City worker brought action against city, tractor lessor, and lessor’s insurer, seeking to recover for injuries sustained when front-end loader detached from tractor and crushed worker’s legs at worksite for city project.
The District Court denied insurer’s exception of no right of action and entered judgment on jury verdict in favor of worker. Insurer and worker appealed. The Court of Appeal reversed. Worker filed application for a writ of certiorari, which was granted. The Supreme Court of Louisiana reversed and remanded.
On remand, the Court of Appeal held that:
- Jury award of $7.5 million in general damages to injured worker was not excessive and did not constitute an abuse of discretion;
- Evidence was sufficient to support jury award of $750,000 in future medical damages to injured worker;
- Jury award of $7.5 million in general damages to injured worker was not impermissibly tainted by an improper appeal to jury’s prejudice against insurance companies; and
- Jury did not manifestly err in allocating fault for accident in amount of 15% to tractor lessor, 15% to city, and 70% of fault to manufacturer of front-end loader and tractor, with which worker had entered into settlement agreement.

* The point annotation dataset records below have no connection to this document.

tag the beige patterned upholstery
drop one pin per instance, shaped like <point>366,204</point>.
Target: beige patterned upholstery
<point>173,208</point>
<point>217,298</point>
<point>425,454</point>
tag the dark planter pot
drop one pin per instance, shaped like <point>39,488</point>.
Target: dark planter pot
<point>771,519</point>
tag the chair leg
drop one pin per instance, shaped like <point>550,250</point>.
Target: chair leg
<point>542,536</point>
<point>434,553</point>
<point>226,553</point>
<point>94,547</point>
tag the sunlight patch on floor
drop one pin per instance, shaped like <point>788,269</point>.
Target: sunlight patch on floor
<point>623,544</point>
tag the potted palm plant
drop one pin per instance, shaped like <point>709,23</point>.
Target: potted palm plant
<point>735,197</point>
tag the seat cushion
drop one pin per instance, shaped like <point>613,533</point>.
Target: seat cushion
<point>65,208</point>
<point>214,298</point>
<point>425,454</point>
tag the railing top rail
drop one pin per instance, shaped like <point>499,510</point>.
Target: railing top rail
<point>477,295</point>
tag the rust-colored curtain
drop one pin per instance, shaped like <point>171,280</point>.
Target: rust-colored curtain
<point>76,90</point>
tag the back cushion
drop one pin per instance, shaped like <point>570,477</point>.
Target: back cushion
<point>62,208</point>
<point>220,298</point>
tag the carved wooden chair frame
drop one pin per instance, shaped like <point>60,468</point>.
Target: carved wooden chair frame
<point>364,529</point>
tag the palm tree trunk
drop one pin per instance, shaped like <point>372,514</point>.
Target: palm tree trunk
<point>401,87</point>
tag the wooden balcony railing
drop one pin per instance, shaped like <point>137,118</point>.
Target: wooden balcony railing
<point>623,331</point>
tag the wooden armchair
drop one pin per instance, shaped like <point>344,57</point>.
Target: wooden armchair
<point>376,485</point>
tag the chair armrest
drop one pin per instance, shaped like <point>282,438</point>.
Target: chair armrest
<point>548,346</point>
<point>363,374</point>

Despite conflicting testimony about cause of accident, mechanical engineer qualified as an expert in area of heavy equipment testified that manufacturer bore majority of fault for accident based on design defect in front-end loader. and that product recalls which did not fully address defect. Tractor lessor bore some fault for accident based on improper repair work to tractor and front-end loader. City worker testified that city employees did not lower the bucket of the front-end loader before attempting to remove tractor from worksite, and that lowering bucket would have been a “good idea” that would have reduced risk that front-loader would have detached and fallen off the tractor.